Discover Romanesque: Peoples and Legends
Matilda of Canossa
Matilda of Canossa was born in 1046, the third daughter of Boniface of Canossa and Beatrice of Lotaringia. The wide possessions of Canossa’s dynasty had been recently enlarged with the March of Tuscia, donated by the emperor Conrad II to Boniface as an acknowledgement of his military support. Therefore, the feud assigned to Matilda after the death of her elder brothers, of her father and, eventually, her mother Beatrice (in 1076) included a fair part of central-northern Italy, from Tuscany to Lombardy, placing the Canossa household in a position of extraordinary power on the European political scene of the age. Matilda, like her mother, strenuously supported the popes in their continuous fights against the emperor during the long years of the Fight for the Investitures. She had a very close bond with Anselmo da Baggio, bishop of Lucca and later pope under the name of Alexander II; then, with Ildebrando di Soana, later on a pope under the name of Gregory VII. Right in Canossa, in Matilda’s castle, Gregory VII would humiliate Henry IV, obliging him to wait for three days, out in the snow, to obtain the revocation of his excommunication by the pope.

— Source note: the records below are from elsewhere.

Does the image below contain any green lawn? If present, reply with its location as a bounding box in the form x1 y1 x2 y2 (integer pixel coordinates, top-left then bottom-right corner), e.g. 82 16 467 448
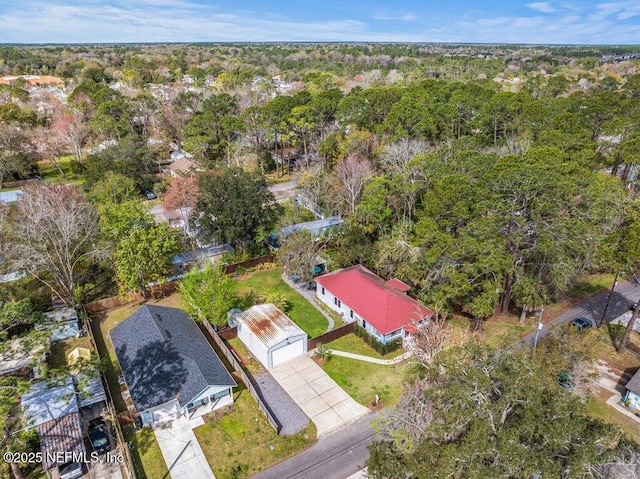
587 396 640 444
326 333 404 359
237 268 329 338
123 426 169 479
322 356 408 407
227 338 264 374
194 385 316 479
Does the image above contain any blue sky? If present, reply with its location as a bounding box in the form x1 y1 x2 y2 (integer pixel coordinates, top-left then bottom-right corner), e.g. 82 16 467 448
0 0 640 44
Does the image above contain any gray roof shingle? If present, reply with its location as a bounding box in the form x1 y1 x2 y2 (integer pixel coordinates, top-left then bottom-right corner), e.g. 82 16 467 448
109 305 236 412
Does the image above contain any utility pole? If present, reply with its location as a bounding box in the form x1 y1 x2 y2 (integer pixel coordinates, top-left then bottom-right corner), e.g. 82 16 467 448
533 308 544 349
617 303 640 354
596 271 620 329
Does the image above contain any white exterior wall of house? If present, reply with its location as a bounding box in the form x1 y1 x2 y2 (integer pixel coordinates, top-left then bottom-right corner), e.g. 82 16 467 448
238 321 269 368
140 386 233 424
316 283 404 344
316 283 363 326
186 386 233 409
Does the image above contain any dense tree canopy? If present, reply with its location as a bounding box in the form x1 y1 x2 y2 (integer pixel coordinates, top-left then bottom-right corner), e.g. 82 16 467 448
193 168 277 248
367 347 634 479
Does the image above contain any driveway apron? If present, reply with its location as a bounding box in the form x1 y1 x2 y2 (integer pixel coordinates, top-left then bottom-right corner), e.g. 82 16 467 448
153 408 215 479
269 356 369 437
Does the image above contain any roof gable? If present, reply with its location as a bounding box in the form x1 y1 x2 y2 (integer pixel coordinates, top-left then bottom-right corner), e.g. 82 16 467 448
316 265 433 334
109 305 236 411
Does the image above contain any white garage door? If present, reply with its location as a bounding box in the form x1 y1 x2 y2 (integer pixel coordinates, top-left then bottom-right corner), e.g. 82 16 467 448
271 339 304 368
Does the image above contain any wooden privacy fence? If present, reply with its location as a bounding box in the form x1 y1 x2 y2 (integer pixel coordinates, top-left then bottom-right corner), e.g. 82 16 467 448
307 322 356 351
81 310 137 479
202 320 281 434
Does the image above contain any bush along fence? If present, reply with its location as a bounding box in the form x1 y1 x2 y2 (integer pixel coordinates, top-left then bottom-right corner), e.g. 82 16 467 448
201 319 282 434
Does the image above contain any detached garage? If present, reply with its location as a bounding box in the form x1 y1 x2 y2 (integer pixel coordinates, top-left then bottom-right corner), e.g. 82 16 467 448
235 304 307 369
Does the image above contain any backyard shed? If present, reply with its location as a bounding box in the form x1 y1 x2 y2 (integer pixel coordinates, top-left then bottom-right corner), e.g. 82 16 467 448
235 304 307 369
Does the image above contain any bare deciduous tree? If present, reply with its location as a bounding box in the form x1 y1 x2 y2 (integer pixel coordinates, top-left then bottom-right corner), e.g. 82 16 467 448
406 312 451 366
276 230 320 283
335 156 373 213
51 109 90 163
298 165 329 217
381 139 431 220
374 380 434 451
30 127 67 178
0 122 29 188
164 176 199 233
9 184 102 304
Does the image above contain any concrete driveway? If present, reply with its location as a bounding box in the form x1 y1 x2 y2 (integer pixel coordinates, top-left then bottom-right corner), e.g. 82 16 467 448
269 356 369 437
153 416 215 479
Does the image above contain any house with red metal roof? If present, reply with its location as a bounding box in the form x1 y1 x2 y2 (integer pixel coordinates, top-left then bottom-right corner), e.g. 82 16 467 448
316 265 433 344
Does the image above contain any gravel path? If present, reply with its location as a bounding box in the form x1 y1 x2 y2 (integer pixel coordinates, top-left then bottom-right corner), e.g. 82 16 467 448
253 372 309 436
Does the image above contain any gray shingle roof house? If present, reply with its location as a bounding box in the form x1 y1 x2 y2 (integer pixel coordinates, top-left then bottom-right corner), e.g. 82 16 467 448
109 305 236 424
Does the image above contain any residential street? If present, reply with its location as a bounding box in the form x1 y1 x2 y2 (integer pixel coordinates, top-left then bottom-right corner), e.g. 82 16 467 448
252 414 377 479
523 280 640 345
253 281 640 479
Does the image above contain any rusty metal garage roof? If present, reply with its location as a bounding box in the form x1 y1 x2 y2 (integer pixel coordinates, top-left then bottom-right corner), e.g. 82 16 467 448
236 303 307 348
38 412 85 471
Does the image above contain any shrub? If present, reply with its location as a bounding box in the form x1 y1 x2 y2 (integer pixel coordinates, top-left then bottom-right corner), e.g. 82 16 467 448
353 324 402 356
315 343 331 360
267 292 291 313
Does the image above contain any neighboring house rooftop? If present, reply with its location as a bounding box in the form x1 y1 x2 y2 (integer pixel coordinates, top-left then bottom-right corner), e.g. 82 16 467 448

Lucca and Pisa also fell within the Canossian dominions: indeed, on several occasions, the placita issued by Matilda during her stays in Tuscany were drafted in the territory of the pieve of S. Giorgio di Brancoli, where the countess used to reside.
According to a legend, Matilda reiterated her request to pope Gregory VII to be enabled to celebrate Mass, despite of her womanly condition. The pope subordinated his acceptance of such request to the edification of at least 100 churches. Matilda almost reached that target, building as many as 99 churches. Each territory associated to the countess, then, adjusted the legend in a local key: many religious buildings in Emilia argue to be the ‘ninety-ninth church’, whereas in the region of Lucca a version was handed down stating that Matilda had 99 churches built within the city walls, to explain the appellation of Lucca – still now very common – as ‘the town of a hundred churches’.